During the day we covered the single bed with a maroon cloth and pretended it was a couch. The room became a tiny waiting room, presided over by the big electric typewriter. When clients arrived, I greeted them at the front door in my navy blue suit I had stolen out of Arianna’s Upper East Side apartment, the suit that here in Athens, Greece looked haute couture, and the brown leather pumps and white stockings, my hair pinned up, make-up and earrings. I didn’t feel pretty like this, but Natvar assured me that at twenty-nine nothing else was acceptable.
Today I was in the little room that didn’t have a name – the office, the waiting room, my bedroom. It was tiny, more like a large closet, but I could close the door. It was Sunday. Natvar had just hit me in the face as we sat for breakfast, all of us, all five of us, still in bathrobes, breakfast on the blue-and-white china, all of us seated around the white marble table.
As people rose to dress, I retreated. I didn’t know what to do. I could hear Mark doing the dishes on the other side of the wall, Mark in shorts, tee-shirt and flip-flops, his wide feet pointed out, his strong calves and high arches all marking him as a dancer – his blue eyes that could be soft and dreamy, Mark who looked most natural with a cigarette hanging out of his mouth – a cigarette that he never allowed himself anymore – a boy who was made for long languid afternoons with other men. I could imagine him standing at the sink, looking out the window, his eyes far away.
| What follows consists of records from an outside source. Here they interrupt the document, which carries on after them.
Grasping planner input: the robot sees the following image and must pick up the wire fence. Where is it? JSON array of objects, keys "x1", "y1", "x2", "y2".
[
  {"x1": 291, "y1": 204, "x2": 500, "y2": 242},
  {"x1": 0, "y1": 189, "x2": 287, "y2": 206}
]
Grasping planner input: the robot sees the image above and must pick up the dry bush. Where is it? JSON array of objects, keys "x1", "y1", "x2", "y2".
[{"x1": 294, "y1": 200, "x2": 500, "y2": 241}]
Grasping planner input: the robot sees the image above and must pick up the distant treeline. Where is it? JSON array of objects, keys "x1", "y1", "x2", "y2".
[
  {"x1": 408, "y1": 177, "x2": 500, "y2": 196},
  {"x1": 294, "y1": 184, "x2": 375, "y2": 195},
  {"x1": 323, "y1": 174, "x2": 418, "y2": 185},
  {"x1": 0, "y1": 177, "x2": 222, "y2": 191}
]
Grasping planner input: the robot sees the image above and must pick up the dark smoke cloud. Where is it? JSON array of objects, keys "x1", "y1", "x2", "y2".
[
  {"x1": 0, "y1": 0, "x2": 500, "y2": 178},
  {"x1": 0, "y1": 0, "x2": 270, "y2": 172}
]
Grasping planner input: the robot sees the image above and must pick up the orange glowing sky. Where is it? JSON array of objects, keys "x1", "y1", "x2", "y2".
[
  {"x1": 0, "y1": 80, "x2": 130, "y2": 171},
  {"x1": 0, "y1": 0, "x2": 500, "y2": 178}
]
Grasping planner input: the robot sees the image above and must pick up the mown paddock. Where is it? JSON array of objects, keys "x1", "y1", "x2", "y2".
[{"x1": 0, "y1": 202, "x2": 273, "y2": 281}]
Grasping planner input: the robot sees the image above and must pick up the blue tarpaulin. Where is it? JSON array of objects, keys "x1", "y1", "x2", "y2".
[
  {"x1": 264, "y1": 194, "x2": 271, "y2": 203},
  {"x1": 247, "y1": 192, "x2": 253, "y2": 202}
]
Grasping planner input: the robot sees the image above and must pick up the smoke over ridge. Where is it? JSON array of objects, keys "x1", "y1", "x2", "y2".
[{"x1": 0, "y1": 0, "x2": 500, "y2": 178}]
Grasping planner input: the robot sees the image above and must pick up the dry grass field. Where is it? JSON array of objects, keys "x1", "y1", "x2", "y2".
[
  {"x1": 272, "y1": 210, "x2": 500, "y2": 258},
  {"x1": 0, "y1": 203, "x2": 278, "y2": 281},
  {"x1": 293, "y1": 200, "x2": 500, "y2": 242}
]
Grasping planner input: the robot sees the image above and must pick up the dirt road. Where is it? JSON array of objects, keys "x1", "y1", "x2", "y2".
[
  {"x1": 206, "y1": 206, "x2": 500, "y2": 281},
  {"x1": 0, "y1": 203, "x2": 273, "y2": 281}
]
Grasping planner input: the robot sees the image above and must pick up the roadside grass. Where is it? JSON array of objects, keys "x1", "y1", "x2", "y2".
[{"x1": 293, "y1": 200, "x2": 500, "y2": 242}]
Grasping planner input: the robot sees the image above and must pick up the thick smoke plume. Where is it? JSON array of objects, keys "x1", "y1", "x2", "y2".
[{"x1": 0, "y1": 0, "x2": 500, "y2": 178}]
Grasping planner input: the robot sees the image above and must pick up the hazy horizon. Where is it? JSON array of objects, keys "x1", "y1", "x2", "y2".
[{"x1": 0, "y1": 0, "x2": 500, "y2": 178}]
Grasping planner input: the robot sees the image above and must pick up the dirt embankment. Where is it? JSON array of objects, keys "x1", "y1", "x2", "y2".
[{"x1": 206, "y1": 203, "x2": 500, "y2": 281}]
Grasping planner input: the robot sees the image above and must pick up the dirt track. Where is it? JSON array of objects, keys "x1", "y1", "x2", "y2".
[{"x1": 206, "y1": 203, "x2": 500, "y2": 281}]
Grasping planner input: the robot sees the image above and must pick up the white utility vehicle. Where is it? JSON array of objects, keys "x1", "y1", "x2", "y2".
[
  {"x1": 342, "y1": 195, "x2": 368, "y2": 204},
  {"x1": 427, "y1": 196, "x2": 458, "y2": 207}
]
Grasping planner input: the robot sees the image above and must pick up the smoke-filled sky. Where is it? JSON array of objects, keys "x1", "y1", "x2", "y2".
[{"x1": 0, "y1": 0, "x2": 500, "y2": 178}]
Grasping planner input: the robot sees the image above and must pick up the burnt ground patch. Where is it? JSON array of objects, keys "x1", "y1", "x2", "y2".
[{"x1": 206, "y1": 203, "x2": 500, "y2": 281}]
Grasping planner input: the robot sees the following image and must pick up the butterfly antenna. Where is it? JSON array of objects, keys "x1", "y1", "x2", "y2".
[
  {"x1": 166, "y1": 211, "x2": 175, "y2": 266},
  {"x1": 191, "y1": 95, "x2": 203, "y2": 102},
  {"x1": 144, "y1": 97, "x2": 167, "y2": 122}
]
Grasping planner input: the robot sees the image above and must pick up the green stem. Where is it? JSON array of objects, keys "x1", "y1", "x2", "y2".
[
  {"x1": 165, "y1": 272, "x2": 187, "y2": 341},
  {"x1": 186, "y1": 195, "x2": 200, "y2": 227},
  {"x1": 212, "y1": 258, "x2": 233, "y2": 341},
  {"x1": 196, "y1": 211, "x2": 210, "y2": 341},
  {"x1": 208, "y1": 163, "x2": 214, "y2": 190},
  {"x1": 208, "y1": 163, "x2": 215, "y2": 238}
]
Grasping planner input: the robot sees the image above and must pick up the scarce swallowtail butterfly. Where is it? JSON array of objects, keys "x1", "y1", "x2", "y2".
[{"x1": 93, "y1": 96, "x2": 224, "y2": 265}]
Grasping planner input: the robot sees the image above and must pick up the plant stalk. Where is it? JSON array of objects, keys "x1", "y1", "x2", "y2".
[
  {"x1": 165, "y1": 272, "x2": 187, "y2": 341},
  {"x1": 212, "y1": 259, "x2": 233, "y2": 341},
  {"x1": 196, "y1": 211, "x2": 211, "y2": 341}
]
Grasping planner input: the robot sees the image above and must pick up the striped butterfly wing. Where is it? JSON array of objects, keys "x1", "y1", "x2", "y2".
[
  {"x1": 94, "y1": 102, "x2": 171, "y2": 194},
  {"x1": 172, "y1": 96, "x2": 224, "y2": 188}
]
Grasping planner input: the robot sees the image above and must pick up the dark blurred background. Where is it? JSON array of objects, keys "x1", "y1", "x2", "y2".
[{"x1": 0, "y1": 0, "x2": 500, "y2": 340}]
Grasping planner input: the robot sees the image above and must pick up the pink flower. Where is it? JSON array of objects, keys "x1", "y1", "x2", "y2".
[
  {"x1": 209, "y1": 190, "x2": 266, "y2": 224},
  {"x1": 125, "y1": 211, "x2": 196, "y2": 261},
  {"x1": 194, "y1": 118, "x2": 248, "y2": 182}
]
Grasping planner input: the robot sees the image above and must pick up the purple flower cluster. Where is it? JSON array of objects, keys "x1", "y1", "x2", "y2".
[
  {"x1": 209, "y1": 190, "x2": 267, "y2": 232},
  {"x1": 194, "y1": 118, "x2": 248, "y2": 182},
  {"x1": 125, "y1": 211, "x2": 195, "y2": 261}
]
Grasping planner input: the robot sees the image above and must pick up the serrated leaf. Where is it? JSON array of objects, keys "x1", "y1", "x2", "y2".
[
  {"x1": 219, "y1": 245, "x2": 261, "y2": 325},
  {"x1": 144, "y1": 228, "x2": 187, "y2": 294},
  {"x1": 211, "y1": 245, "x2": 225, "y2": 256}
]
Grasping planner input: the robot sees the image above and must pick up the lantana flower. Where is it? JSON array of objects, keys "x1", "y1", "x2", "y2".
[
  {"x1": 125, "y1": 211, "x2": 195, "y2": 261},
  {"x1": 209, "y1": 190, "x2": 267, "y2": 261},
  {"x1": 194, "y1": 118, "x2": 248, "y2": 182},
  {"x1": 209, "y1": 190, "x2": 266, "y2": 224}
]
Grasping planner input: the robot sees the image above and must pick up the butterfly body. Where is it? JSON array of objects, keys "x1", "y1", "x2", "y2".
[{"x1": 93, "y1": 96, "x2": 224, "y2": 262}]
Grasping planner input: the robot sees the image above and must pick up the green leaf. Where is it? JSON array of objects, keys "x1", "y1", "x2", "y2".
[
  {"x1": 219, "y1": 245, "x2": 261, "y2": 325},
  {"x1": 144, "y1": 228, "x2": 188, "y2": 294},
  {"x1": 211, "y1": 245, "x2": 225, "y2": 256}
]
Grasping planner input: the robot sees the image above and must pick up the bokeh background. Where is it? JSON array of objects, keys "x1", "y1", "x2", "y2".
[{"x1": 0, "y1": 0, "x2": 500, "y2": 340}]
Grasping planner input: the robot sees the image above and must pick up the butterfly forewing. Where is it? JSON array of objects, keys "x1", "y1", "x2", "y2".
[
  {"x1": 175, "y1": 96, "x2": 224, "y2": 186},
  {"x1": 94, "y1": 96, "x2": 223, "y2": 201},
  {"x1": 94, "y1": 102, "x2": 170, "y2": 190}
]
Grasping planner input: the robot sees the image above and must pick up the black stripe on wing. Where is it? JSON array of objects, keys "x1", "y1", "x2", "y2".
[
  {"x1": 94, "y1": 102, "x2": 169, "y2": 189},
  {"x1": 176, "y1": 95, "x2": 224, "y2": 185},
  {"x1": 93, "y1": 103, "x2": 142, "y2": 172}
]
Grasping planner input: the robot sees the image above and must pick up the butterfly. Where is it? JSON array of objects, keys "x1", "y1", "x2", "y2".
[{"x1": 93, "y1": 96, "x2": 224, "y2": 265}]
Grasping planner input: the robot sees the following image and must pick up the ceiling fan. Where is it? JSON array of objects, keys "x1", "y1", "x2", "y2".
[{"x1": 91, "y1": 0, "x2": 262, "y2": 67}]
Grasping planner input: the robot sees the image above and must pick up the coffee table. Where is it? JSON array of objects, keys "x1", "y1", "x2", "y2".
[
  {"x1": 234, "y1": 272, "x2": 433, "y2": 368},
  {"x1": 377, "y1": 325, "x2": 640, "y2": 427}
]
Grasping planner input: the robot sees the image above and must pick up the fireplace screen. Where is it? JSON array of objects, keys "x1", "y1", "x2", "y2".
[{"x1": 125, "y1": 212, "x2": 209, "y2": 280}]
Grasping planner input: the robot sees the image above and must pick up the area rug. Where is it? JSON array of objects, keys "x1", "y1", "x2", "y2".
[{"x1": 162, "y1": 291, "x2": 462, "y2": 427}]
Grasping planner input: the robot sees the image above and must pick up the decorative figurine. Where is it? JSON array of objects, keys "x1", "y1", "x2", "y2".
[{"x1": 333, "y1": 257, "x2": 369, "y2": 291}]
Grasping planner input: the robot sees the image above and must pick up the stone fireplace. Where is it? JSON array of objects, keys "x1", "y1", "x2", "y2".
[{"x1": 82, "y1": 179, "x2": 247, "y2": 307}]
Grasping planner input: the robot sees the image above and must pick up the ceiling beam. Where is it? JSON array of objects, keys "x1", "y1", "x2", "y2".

Natvar finally came in. He was dressed now in his pressed pants and cotton shirt, everything about him fresh and crisp. “Here,” he said. “Here’s 2,000 drachma. Go see a movie or something. The rest of us are going to my mother’s.”
I nodded, did not say anything much. I heard them leave. They were going without me. Almost every Sunday we went out into the country to visit Natvar’s old mother in her two-room cottage. It was the first time I hadn’t gone with them. The first time any of us had been shut out of a group event.
There had been plenty of fights. It was hard to get through a meal without one. There had been violence and the threat of violence before. But there had never been money handed over for someone to use all on their own for themselves. We’d never gotten rid of someone before.
The afternoon stretched in front of me. I was alone. I went outside onto the quiet shaded street and began to walk. I had no destination. Walking gave me something to do and the gardens I passed were pretty. I walked until I came to a small park, a stretch of grass, and I lay down on my back in the sun. I fell asleep. The sleep felt perfect. I wanted it to last forever.
I woke, knowing it was late afternoon. I still had some time left before I had to go back. I didn’t want to think about going back, maybe the hours would keep stretching for me. I walked down to the main wide boulevard with shops and crowds. I ate something small, not wanting to spend much and I bought a ticket and saw the movie. I hadn’t been to a movie in years. I hadn’t been to a movie by myself for even longer.
When I came out it was dark. I had nowhere to go but back. I walked slowly. Maybe I could make the walk back last forever and never get there.